Each GitHub repo should have a README file, because it is the first thing that anybody will look at. README files should contain information like:
- What is the project about
- Why is it useful or important
- Where users can get help with the project (i.e. for an R package)
- Who is the maintainer and contributor(s) of the project
To set up a README file use the function usethis::use_readme_rmd()
, which will create a new R Markdown file called README.Rmd. The YAML of this file is output: github_document and should not be changed. The rest of the file can be edited according to what you want to show in the README file.
Each time you change the README file, it has to be built using the knit button on top, which creates a .md file. Then the edits to both the .Rmd and .md file have to be committed and pushed to GitHub. Then the changes should be visible on GitHub.
Add a REDME file to your repo. Commit the changes and push to GitHub. Check if your README file is now on GitHub.
If you make a README file to the root of a public repo with the same name as your username, the README file appears on your profile page. Here you can tell other about yourself.
2.10 .gitignore file
When creating a new GitHub repository you can add a .gitignore
text file, which tells git all the files that should be ignored. In general, data or output files should not be committed, but exceptions can be useful for relatively small and unchanging files.

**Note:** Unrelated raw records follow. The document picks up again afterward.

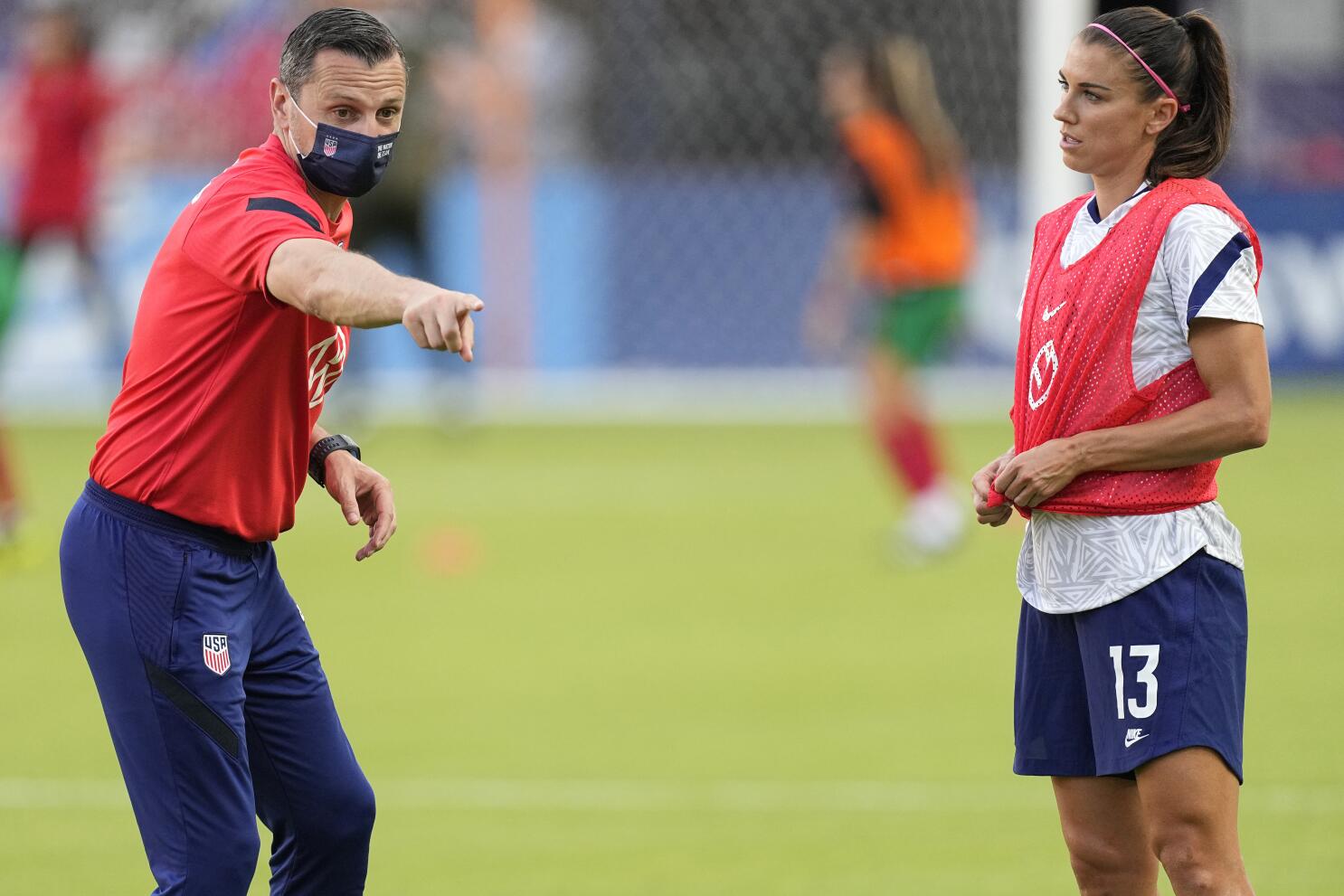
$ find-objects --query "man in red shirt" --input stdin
[0,6,109,548]
[61,8,482,896]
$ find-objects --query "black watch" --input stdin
[308,435,363,489]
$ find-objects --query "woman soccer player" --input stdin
[807,38,971,553]
[973,6,1270,896]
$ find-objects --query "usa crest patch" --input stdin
[200,634,234,675]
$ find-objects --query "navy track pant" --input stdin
[61,482,374,896]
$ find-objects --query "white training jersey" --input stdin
[1017,184,1264,613]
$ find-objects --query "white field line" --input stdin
[0,778,1344,816]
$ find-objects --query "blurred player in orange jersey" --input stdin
[805,38,974,555]
[0,5,111,547]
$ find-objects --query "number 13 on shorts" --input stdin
[1110,644,1162,719]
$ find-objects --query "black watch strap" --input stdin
[308,435,363,489]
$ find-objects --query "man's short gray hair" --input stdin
[279,6,407,91]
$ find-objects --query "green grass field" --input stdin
[0,393,1344,896]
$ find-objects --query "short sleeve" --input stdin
[183,177,331,294]
[1161,205,1264,338]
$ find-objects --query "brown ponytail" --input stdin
[1079,6,1233,184]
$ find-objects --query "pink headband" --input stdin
[1087,22,1189,111]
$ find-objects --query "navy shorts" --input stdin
[61,482,374,896]
[1013,551,1246,780]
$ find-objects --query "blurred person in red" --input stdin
[0,5,109,547]
[805,38,974,556]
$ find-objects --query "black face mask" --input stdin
[289,97,401,196]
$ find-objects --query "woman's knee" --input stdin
[1065,826,1157,896]
[1153,822,1245,896]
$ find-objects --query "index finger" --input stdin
[355,484,396,561]
[459,315,476,362]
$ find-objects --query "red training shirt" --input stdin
[89,136,351,542]
[14,61,109,238]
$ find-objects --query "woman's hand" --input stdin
[970,450,1012,526]
[993,439,1084,508]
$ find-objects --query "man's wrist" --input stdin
[308,435,363,487]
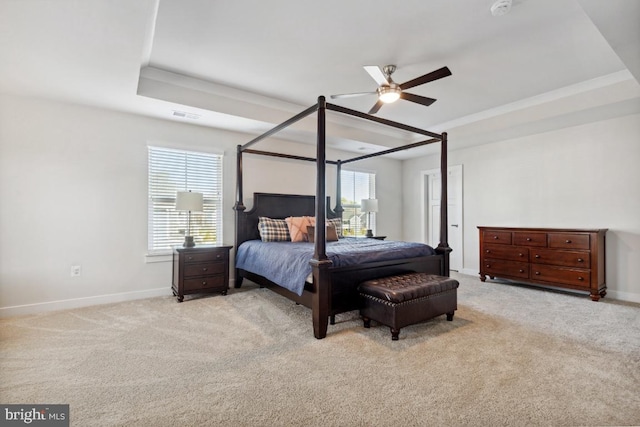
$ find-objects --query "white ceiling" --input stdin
[0,0,640,158]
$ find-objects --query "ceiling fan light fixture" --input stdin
[378,83,402,104]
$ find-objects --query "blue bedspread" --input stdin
[236,237,435,295]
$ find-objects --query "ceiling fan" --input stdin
[331,65,451,114]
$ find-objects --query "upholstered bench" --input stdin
[358,273,459,340]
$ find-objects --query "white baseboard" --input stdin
[0,287,172,317]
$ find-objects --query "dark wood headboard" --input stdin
[236,193,338,248]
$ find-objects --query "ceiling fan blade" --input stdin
[331,92,376,99]
[400,67,451,90]
[400,92,436,107]
[368,100,384,114]
[364,65,389,86]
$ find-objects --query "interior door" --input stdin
[423,165,463,271]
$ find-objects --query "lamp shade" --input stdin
[360,199,378,212]
[176,191,202,212]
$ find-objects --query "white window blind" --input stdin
[148,146,222,254]
[340,170,376,236]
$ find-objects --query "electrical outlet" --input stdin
[71,265,82,277]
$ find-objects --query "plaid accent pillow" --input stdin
[258,216,291,242]
[309,216,344,238]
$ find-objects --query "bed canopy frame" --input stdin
[234,96,452,338]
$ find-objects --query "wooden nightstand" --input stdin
[171,244,233,302]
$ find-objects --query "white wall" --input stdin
[0,95,402,315]
[403,115,640,302]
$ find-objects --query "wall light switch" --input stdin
[71,265,82,277]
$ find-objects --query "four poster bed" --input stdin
[234,96,451,339]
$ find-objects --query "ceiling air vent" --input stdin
[491,0,511,16]
[173,110,200,120]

Every change you are making to a file in your R project and commit to GitHub, will be tracked. Commit files, code and output to GitHub, where you want to track changes. Do not commit all files, for example output files like figures which can easily be recreated with code.

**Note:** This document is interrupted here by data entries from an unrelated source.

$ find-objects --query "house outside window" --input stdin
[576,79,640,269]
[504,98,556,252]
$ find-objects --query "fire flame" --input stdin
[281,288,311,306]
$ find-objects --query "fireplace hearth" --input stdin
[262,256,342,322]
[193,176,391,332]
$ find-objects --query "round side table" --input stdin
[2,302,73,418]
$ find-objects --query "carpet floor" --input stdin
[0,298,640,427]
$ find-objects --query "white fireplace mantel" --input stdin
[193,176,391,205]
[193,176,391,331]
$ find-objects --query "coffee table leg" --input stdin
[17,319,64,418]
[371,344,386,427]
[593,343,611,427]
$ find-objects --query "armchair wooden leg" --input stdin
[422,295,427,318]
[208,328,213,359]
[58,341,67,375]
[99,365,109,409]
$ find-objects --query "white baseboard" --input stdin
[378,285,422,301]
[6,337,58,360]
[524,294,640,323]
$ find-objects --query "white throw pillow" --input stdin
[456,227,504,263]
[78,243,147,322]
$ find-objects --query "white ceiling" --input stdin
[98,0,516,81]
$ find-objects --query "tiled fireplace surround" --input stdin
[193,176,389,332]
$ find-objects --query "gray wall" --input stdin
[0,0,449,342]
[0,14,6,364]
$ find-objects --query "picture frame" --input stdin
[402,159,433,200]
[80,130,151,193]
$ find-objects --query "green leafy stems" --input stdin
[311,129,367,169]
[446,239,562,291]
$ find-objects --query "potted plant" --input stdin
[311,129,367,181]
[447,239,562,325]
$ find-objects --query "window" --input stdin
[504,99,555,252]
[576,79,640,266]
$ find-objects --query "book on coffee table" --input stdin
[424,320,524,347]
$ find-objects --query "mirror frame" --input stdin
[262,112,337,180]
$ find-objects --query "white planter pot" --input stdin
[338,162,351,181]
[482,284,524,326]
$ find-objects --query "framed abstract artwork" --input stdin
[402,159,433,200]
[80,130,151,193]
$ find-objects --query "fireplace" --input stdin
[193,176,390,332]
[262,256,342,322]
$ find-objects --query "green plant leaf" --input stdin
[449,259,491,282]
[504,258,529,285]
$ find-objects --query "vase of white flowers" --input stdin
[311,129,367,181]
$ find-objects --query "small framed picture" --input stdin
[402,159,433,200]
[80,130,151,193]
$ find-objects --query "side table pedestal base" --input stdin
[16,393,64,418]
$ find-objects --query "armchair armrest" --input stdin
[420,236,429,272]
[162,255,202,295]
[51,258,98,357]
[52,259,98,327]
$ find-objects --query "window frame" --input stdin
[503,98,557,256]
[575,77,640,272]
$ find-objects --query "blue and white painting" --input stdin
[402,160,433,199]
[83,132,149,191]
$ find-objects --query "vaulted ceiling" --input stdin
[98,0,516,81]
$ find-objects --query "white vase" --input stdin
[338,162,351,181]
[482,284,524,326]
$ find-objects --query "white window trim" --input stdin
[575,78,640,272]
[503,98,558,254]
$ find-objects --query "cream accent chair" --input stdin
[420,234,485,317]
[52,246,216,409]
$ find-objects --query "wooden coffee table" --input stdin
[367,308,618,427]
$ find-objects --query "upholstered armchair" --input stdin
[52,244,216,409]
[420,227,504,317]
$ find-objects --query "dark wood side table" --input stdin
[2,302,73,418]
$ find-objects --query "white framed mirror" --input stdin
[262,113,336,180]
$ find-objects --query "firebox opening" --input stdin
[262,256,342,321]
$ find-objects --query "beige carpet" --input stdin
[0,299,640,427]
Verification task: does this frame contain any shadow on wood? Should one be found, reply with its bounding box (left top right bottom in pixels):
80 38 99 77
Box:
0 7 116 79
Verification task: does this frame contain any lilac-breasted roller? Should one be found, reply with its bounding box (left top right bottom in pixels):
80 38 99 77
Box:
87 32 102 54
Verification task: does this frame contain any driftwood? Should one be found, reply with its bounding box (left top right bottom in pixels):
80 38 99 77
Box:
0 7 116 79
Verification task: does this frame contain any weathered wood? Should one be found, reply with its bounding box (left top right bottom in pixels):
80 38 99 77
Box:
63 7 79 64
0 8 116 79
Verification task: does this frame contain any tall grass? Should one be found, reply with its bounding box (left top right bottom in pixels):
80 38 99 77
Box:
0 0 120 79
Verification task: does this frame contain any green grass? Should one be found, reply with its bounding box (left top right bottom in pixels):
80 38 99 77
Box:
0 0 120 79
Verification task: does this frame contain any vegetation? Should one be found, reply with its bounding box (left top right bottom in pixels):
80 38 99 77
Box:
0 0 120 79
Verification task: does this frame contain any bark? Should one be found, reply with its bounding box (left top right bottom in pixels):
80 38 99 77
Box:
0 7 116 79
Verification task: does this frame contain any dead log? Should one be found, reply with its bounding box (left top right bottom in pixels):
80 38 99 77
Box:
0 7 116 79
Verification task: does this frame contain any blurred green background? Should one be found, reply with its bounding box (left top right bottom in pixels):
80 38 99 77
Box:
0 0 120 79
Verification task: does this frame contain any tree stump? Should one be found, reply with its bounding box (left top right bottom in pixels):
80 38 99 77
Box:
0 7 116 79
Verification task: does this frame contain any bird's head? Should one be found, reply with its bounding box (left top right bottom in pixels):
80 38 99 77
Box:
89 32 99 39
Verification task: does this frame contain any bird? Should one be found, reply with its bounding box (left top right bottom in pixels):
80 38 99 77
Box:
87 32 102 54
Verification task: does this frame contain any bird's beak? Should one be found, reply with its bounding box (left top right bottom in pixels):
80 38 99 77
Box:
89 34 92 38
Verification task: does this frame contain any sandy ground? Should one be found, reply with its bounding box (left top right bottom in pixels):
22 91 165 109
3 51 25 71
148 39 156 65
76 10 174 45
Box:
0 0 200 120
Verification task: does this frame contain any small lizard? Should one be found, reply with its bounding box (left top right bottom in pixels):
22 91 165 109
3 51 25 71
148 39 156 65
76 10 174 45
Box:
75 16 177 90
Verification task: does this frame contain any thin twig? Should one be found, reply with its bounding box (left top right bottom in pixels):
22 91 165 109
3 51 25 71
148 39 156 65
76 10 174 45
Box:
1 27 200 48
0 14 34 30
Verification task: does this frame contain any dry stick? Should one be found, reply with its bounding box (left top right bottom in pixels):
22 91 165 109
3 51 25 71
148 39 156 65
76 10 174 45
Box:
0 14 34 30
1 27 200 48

Here is an example of a .gitignore
file:
# History files
.Rhistory
.Rapp.history
# Session Data files
.RData
# RStudio files
.Rproj.user/
# OAuth2 token, see https://github.com/hadley/httr/releases/tag/v0.3
.httr-oauth
.Rproj.user
#data (excludes everything in the folder data)
data/*
# you can make exceptions for specific files
!data/dragon_taxonomy.csv
#figures & output (excludes all figure files)
*.png
*.pdf
*.jpeg
2.11 Useful terminal commands
RStudio has a range of possibilities to work with Git and GitHub as shown in this tutorial. The Terminal has more commands and options and will be handy for trouble shooting. In this tutorial we only explain a limited selection of things that can go wrong.
2.12 Trouble shooting
Git not found
Sometimes, RStudio will complain that it cannot find git even after you install it.
On the RStudio menu click on
Ensure that the path to the Git executable is correct. This is particularly important in Windows where it may not default correctly (e.g. C:/Program Files (x86)/Git/bin/git.exe).
Git not working
If you use a university Windows computer, it might default to using a path like
\\helix\user_name\..
This is a UNC path. You can check the path with getwd()
. Git does not work with UNC paths. Make sure you start RStudio from, for example, O:\
.
Undo last commit
If you have committed something that you do not want to, you can undo the last commit. This only works if you have not pushed yet. Go to the terminal and type:
git reset --soft HEAD@{1}
For more help with trouble shooting, try the git flight rules.
If you need to do serious git surgery, for example to remove a large file committed accidentally, it is a cunning plan to copy your local repo first and practice on the copy before trying to fix the original repo.
If things get very messy, it can be worth making a new clone of the repo from GitHub, copying edited files to the new repo, and deleting the old repo.
Happy Git provides instructions for how to get started with Git, R and RStudio, explains the workflows and useful tips for when things go wrong.
The Git flight rules are an exhaustive resource for what to do when things go wrong.